– Чеснока нет. А приправы, наверное, есть, но я не знаю, куда Лешка их кладет.
– Но майонез у тебя хотя бы есть?
– Кажется, нет. Надо в холодильнике посмотреть.
– Ну ты даешь! Даже не знаешь, что у тебя есть, а чего нет.
Он открыл дверцу холодильника и присел перед ним на корточки.
– Мать честная! У тебя ж тут кастрюля с супом стоит!
– Да? – искренне удивилась Настя. – Ну надо же, а я и не знала. А что там еще есть интересного?
– Остатки жаркого, кажется, из баранины. Сыр в огромных количествах. Ты когда сюда заглядывала в последний раз?
– Да ну тебя, Коротков, отстань, – отмахнулась Настя. – Я хватаю кусок, который лежит поближе, быстро его съедаю и заваливаюсь спать.
– Вот кикимора, – Юра осуждающе покачал головой. – Лешка старался, готовил тебе еду, чтобы ты с голоду не померла, пока он в командировке, а ты ведешь себя кое-как.
– Не обзывайся, а то не дам раскладушку, будешь на полу спать.
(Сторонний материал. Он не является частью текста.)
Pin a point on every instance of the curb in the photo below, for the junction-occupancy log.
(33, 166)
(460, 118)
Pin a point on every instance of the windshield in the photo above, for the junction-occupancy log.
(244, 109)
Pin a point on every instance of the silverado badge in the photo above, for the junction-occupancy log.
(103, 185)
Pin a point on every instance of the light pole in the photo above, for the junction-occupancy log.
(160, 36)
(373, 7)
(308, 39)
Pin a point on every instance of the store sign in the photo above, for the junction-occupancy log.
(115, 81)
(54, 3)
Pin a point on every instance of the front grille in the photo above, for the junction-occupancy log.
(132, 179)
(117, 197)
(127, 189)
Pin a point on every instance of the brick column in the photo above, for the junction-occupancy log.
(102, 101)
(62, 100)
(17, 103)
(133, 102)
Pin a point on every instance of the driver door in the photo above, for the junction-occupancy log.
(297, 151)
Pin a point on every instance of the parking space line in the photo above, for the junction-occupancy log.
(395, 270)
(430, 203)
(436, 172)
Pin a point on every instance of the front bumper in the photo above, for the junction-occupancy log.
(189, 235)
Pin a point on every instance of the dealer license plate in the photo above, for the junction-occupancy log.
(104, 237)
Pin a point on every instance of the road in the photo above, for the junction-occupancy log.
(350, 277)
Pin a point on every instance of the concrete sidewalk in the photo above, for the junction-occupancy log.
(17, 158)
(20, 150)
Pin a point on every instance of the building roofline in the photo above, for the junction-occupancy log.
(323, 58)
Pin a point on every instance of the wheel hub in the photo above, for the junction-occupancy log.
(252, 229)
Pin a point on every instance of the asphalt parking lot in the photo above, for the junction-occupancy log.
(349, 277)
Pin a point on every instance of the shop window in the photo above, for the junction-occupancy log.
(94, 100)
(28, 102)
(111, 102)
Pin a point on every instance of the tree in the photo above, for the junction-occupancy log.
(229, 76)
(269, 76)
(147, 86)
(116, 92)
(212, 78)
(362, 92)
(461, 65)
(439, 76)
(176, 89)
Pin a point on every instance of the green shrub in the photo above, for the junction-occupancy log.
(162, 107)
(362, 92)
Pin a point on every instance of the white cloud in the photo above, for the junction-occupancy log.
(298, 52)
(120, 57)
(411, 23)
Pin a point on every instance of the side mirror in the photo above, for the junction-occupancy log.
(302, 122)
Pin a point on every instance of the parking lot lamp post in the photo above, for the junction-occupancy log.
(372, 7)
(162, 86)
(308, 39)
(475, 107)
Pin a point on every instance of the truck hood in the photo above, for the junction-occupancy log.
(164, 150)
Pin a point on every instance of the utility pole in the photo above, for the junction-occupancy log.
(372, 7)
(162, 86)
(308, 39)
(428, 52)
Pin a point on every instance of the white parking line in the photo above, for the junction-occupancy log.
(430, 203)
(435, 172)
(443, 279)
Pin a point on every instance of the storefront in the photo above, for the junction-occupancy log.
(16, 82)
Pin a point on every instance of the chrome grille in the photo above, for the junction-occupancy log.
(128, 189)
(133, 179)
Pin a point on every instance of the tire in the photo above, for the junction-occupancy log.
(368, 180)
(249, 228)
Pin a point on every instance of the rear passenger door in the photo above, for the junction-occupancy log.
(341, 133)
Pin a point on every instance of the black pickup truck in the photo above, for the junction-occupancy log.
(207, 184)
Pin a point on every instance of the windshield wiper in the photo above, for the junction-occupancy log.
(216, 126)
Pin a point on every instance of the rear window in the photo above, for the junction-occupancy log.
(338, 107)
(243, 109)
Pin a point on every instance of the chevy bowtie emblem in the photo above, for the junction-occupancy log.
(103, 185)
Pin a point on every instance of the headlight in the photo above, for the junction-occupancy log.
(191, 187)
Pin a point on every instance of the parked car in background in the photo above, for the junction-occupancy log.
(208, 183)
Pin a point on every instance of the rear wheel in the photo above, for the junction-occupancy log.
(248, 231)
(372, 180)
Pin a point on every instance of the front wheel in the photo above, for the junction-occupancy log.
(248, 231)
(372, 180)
Ладно, вытаскивай суп, его и в самом деле надо съесть, а то Лешка обидится.
Ужин оказался неожиданно обильным и сытным, и Настя с Юрой, с голодухи разом впихнувшие в себя такое количество продуктов, уже не могли пошевелиться.
– Слушай, – с ужасом сказала Настя, – я, кажется, даже встать не могу. Обжорство – большой грех.
– Ну посидим еще за столом, куда спешить-то? – флегматично откликнулся Коротков. – Когда Лешка возвращается?
– Через три дня.
– Скучаешь?
– Я? – от такого предположения Настя даже сигарету из пальцев выронила.
– Ну не я же. Чистяков – твой муж, а не мой.
– Нет, не скучаю. Ты же знаешь, Юрик, я никогда не скучаю.
– Ни по кому? – недоверчиво переспросил он.
– Ни по кому. Я до противного самодостаточна. Ино-гда мне кажется, что мне вообще никто не нужен. Кошка, гуляющая сама по себе.
– Ася, а тебе не бывает страшно от твоей самодостаточности?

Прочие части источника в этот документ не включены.